As far as the RAID arrays go, it depends on how important your data is, as somebody else said, it provides insurance only against disk failure, not against user error. if you accidentally delete an important file, or get a virus, RAIDs can be a far bigger pain to get data off of, especially a striped array (0,5) because you can't just yank the drive and pull your data off. From what I know if it's a mirrored drive with no parity (1) you can just pull the drive and put that in an external enclosure to get data off. Another thing is if there's a flood/fire/natural disaster and your computer is destroyed, then you're still out in the cold, even if you're using a RAID 5 and more than one drive fails.

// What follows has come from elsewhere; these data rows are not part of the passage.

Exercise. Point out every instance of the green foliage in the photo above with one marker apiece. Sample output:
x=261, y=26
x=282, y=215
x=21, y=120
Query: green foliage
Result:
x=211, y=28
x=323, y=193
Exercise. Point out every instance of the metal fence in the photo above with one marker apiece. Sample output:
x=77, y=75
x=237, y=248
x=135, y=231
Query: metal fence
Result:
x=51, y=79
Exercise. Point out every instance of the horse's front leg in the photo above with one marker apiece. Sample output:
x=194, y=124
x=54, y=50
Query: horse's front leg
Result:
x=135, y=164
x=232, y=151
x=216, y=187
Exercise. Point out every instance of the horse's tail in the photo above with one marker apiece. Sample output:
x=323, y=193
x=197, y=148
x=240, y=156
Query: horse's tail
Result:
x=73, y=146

RAID arrays are nice but they're a heck of a lot more work, and if you're looking at it as a way to prevent data loss, it's not a sure thing.

With that being said with hard drives being as cheap as they are if you don't mind the extra work and possible annoyances during recovery if other hardware fails (if your mobo goes you either have to set up the array on another computer or get a fairly expensive external hard drive raid enclosure, can be around $150.) I hadn't heard that RAID 5 uses CPU but it definetly makes sense and turns out to be true, If you're backing up anyways you might want to just RAID 0 it and if something goes then pull from your backup and re-install, but if you hit a snag there are certainly scenarios that are going to be a big issue either way.